Como sempre, as pessoas viravam suas cabeças em minha direção. Joguei meus longos cabelos para trás e me sentei logo atrás de Julie e Marco, em cima de um palanque que sempre havia para os momentos de atenção que Marco gostava de ter. Cruzei as pernas, porque sabia que elas eram um grande ponto forte meu e bebi mais um gole da bebida que estava quase no fim. Monique se sentou próxima de mim com uma expressão de quem estava para assistir a um espetáculo.
E espetáculo era o que eu queria.
Se Julie achava que poderia vencer me copiando, então talvez ela devesse tomar cuidado com a esperteza da musa dela.
- Espere – ouvi a voz de Marco. -, você não é ?
Não ouvi o que Julie respondeu, mas vi o olhar de Marco em mim e nas pessoas ao nosso redor. Ele não era burro, sabia captar uma mensagem. Principalmente de pessoas como ele.

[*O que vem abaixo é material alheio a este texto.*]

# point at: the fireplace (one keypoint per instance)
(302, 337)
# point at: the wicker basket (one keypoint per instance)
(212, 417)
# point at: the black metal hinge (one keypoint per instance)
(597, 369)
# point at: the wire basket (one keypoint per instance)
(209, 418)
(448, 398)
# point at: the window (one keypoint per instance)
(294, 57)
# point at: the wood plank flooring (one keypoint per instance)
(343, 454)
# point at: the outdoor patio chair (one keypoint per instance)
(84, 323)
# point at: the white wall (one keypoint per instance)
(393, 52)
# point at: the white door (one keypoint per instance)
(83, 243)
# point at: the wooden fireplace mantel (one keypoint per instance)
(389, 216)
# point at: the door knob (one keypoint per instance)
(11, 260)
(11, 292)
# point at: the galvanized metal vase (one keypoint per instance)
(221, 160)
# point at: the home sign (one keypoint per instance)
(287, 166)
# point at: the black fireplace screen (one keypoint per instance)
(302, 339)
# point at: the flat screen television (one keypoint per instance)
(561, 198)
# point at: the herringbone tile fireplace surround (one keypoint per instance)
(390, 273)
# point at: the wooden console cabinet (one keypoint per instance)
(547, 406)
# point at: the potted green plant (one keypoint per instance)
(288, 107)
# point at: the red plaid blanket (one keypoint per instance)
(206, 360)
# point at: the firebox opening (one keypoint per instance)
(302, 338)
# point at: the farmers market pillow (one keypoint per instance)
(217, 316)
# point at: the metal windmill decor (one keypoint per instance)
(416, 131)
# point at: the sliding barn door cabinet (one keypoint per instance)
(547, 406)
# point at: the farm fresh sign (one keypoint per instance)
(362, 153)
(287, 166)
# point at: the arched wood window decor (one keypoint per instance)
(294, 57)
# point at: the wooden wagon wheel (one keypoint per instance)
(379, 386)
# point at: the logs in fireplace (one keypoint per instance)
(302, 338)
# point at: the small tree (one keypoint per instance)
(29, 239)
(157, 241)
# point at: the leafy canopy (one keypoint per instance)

Poderia dizer que queria ter ouvido o que fez Julie corar de vergonha logo em seguida, mas para ser sincera, eu não estava nem aí.
Segui até os dois e, sob o olhar de Marco, encarei Julie, que, assim como Monique e todos os outros haviam dito, se parecia muito comigo. Tanto, que me fazia querer rir.
- Por que você está triste? – perguntei à Julie, que ergueu seus olhos cheios de raiva para mim. – Você sempre soube que não poderia ter o que é meu, não é? – abri um pequeno sorriso de vitória, aquele que ela deveria ter me dado há 10 minutos; assim minha glória seria muito mais divertida. – Parasita.
Julie mudou de universidade antes da semana seguinte acabar, o que foi uma pena. Eu estava louca para desconvidá-la para uma festinha extra que Marco iria dar. Só para lembra-la que parasitas como ela não tem vez na vida de pessoas como eu.